Interest in this association was started by the observation that certain cancers are less common near the equator, where there is more sunlight exposure, and therefore more natural vitamin D generation in your skin.
The most information on cancer in humans Is available on colorectal, breast, prostate, and pancreatic cancer. Colorectal cancer, highlighted DWW our posting, is the only cancer that apparently is affected by vitamin D.

Several studies have suggested that vitamin D can decrease cancer cell growth, stimulate cell death, and reduce cancer blood vessel formation. Increasing cell death, or apoptosis, is what interests me the most, since this is one of the factors which increases inflammation in aging.

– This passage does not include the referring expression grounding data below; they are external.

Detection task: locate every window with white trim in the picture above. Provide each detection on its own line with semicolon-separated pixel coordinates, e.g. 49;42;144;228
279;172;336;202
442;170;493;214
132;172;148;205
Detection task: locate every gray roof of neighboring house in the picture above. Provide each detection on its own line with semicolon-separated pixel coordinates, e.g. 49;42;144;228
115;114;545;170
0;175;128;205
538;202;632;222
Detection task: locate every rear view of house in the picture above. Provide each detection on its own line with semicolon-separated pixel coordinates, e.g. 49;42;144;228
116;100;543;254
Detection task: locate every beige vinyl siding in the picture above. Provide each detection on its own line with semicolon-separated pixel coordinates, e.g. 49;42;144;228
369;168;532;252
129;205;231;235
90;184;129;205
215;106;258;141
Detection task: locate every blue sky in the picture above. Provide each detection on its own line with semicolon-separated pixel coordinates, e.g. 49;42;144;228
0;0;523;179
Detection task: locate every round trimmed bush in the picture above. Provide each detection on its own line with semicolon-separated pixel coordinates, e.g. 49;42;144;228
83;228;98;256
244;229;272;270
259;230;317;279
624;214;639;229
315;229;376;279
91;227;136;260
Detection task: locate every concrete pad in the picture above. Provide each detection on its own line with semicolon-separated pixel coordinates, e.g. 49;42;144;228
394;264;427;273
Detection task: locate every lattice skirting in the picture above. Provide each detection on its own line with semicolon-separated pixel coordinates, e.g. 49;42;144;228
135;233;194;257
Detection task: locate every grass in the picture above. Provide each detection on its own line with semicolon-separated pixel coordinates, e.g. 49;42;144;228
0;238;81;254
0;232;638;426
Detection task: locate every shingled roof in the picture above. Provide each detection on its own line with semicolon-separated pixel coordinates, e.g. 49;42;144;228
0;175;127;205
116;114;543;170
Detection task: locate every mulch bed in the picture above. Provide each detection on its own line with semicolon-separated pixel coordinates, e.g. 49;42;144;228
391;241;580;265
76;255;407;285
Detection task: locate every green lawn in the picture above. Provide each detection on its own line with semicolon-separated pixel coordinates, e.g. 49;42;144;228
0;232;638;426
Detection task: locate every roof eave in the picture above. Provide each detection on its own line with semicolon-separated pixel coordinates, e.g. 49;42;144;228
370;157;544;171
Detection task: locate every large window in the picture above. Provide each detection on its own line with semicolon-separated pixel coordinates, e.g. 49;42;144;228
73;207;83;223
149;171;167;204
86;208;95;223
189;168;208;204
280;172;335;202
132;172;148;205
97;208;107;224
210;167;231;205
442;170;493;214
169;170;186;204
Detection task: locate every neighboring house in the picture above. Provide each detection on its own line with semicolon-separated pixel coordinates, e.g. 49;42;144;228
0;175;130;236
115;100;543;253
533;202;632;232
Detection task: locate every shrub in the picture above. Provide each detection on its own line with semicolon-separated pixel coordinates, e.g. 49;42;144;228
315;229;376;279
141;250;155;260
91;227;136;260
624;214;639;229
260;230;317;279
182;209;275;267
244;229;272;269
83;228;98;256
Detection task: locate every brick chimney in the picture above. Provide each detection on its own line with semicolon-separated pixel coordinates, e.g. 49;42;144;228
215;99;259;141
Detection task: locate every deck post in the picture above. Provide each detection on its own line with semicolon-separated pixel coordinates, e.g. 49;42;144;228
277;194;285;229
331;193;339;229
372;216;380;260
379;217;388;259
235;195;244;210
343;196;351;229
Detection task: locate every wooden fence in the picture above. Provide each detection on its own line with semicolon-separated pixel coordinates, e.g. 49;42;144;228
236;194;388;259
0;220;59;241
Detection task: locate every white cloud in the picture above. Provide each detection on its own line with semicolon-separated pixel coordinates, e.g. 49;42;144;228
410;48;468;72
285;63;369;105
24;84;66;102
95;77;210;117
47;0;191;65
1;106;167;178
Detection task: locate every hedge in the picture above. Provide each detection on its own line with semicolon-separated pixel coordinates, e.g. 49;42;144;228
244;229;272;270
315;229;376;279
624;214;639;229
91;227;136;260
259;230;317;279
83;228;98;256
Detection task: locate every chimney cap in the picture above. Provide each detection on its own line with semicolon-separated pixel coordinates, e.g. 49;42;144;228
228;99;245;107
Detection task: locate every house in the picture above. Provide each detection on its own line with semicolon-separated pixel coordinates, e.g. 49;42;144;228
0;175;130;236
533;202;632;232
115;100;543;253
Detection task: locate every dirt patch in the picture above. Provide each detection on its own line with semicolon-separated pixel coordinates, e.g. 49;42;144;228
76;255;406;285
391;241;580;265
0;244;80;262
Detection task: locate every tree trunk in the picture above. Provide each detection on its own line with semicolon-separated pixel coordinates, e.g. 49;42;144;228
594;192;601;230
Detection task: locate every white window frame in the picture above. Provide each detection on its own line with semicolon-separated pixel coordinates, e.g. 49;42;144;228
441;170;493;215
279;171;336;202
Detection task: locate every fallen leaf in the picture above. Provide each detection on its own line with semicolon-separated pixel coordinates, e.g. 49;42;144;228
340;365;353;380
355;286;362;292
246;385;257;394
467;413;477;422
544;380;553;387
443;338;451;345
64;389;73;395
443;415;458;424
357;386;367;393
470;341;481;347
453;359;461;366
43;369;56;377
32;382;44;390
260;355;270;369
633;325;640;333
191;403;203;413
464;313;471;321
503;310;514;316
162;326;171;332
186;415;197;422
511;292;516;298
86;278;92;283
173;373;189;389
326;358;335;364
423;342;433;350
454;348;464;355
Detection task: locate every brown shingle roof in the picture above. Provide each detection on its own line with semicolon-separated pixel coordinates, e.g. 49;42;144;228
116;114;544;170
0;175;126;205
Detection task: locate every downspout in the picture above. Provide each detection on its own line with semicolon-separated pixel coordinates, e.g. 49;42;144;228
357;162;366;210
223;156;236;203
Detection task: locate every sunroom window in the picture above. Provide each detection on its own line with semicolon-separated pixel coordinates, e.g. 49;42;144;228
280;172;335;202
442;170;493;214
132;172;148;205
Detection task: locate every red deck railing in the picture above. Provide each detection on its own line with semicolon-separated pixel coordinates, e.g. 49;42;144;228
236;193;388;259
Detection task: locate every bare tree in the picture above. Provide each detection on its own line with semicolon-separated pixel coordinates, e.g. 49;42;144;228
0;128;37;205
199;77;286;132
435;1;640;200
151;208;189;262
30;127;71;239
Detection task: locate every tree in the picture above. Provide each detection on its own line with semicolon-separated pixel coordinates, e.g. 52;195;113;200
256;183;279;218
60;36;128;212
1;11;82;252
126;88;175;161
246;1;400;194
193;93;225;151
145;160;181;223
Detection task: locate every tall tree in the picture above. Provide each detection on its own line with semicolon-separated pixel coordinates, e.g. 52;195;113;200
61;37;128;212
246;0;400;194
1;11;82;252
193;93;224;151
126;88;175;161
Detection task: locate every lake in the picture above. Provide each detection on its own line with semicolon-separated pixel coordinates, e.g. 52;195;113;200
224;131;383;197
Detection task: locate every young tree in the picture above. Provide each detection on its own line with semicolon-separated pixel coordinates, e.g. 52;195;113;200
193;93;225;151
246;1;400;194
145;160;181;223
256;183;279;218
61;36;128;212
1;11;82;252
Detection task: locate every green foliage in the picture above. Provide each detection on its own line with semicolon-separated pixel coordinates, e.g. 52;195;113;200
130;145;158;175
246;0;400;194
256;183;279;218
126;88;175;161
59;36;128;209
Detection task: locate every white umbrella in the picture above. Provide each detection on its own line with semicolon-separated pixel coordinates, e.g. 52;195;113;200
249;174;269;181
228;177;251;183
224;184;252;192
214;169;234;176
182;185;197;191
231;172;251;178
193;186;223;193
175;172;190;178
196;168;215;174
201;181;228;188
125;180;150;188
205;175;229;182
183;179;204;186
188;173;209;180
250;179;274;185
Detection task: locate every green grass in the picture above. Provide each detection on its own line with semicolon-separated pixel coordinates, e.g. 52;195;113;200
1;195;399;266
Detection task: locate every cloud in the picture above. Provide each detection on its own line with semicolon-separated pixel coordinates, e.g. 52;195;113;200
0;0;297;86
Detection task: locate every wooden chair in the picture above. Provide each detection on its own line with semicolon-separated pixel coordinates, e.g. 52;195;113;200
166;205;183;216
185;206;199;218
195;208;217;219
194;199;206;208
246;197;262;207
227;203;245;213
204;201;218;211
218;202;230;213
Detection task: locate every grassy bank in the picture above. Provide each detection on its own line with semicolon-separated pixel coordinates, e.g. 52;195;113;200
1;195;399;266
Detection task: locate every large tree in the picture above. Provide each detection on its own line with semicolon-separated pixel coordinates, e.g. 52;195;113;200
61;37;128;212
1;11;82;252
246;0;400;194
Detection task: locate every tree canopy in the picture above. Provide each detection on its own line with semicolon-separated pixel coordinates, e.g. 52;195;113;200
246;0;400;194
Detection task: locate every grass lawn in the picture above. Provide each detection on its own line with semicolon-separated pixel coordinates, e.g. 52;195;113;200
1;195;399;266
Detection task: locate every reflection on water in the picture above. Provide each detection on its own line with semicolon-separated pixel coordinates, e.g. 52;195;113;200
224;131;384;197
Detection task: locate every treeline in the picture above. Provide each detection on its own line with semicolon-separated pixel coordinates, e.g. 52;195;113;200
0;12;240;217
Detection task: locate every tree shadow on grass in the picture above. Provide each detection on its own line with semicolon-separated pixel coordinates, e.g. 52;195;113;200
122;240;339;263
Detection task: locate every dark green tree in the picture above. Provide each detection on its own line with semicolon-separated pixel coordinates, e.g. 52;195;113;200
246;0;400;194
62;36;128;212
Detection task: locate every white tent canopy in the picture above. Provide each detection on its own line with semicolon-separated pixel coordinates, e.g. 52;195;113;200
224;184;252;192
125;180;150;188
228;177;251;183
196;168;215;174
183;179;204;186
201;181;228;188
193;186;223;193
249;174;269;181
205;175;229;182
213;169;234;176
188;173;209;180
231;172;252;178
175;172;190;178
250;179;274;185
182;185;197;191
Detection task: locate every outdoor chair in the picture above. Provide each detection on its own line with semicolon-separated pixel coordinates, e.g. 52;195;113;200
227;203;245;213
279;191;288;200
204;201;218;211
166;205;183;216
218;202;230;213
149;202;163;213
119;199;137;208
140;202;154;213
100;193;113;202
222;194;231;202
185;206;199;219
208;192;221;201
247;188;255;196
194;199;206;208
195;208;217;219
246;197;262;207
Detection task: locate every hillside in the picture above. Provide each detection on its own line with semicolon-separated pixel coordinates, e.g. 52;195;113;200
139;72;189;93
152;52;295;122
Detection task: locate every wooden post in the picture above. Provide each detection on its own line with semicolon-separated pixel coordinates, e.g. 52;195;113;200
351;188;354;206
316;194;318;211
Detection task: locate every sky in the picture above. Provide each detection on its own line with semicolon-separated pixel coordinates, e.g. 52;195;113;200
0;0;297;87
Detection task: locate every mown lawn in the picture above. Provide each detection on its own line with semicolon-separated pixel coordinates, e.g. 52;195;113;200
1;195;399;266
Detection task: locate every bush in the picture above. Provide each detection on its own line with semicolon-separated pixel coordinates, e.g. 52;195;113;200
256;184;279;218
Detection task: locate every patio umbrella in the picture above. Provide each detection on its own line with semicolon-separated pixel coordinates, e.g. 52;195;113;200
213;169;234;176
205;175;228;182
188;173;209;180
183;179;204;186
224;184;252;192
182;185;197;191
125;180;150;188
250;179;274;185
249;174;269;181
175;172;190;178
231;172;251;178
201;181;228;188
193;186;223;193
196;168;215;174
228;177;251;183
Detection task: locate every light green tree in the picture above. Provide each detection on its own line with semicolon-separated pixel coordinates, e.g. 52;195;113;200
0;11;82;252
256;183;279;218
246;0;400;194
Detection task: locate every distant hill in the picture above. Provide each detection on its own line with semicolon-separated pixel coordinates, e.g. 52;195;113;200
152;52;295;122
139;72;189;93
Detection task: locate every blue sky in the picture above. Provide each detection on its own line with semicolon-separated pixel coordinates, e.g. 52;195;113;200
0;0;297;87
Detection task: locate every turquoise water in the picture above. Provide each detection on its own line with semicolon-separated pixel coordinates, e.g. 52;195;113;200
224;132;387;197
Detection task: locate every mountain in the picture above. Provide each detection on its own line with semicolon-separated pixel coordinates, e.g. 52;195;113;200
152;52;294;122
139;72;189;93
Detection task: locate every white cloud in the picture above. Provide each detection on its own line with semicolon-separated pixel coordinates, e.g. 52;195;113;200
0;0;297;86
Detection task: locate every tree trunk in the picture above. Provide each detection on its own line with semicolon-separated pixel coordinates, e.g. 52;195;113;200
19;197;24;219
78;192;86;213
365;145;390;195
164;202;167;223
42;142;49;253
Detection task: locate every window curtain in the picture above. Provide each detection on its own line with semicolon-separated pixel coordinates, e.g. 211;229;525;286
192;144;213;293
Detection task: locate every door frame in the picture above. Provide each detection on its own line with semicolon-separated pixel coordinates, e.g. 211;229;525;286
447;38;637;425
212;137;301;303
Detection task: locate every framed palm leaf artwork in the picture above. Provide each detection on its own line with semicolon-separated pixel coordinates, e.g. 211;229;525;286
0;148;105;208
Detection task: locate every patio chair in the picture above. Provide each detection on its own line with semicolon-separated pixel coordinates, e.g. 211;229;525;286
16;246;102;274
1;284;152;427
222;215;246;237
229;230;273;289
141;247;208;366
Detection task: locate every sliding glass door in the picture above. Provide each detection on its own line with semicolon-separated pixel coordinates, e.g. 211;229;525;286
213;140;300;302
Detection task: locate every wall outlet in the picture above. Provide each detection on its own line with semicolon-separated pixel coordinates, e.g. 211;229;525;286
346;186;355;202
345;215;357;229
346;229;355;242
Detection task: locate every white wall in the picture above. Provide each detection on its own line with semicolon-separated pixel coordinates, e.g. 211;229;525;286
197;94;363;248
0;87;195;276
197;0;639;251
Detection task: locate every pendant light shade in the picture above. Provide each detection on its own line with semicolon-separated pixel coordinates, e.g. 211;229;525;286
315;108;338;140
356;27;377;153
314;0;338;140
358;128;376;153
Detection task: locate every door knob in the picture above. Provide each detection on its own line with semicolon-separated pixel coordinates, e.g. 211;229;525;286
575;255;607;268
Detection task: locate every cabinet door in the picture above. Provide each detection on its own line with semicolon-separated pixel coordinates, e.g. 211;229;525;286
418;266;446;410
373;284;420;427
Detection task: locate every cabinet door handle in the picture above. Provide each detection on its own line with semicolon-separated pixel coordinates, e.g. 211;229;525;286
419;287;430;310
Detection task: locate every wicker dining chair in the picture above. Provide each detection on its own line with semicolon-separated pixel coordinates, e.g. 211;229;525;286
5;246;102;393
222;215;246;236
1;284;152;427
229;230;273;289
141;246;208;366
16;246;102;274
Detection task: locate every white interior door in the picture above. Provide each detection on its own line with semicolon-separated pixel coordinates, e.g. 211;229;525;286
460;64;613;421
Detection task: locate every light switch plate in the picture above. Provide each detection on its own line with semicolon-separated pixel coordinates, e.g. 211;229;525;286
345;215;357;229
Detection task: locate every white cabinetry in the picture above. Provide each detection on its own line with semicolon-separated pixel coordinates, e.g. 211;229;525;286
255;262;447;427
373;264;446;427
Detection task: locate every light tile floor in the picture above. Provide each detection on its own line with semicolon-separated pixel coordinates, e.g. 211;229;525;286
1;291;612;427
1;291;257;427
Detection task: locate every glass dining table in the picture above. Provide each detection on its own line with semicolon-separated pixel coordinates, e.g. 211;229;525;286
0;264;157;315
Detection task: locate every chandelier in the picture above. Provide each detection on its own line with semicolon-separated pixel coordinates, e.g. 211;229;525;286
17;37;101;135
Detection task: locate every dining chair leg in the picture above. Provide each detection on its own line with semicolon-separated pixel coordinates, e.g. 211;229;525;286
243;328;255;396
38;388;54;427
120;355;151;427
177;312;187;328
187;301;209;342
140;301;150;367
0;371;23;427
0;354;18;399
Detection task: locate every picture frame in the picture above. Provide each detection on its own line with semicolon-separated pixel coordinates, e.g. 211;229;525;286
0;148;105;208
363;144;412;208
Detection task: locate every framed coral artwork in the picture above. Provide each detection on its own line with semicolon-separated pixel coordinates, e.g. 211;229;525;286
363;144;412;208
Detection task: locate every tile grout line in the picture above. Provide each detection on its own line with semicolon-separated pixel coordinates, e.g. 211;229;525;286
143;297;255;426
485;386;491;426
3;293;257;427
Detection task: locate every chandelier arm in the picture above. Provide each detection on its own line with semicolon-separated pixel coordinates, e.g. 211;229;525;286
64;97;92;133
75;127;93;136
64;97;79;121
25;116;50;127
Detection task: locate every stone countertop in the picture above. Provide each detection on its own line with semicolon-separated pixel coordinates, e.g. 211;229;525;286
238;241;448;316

The infographics stated that only 300 international units of vitamin D is necessary to produce a 50 Percent reduction in cancer, and that a healthy diet generally supplies this.

I personally take 5000 international units vitamin D. This produces a blood level of about 60 ng/mL, and what the NFL recommends to keep their players healthy, and well within the maximum recommended level of 120 ng/milliliter.

Excessive vitamin D can produce an elevated calcium blood level, and mine is within normal limits. I take the higher dose because of vitamin D’s other effects, such is benefiting the immune system in a time of Conid-19.

I suggest that you get a vitamin D blood level, and also a calcium blood level if you elect to take more of this useful vitamin.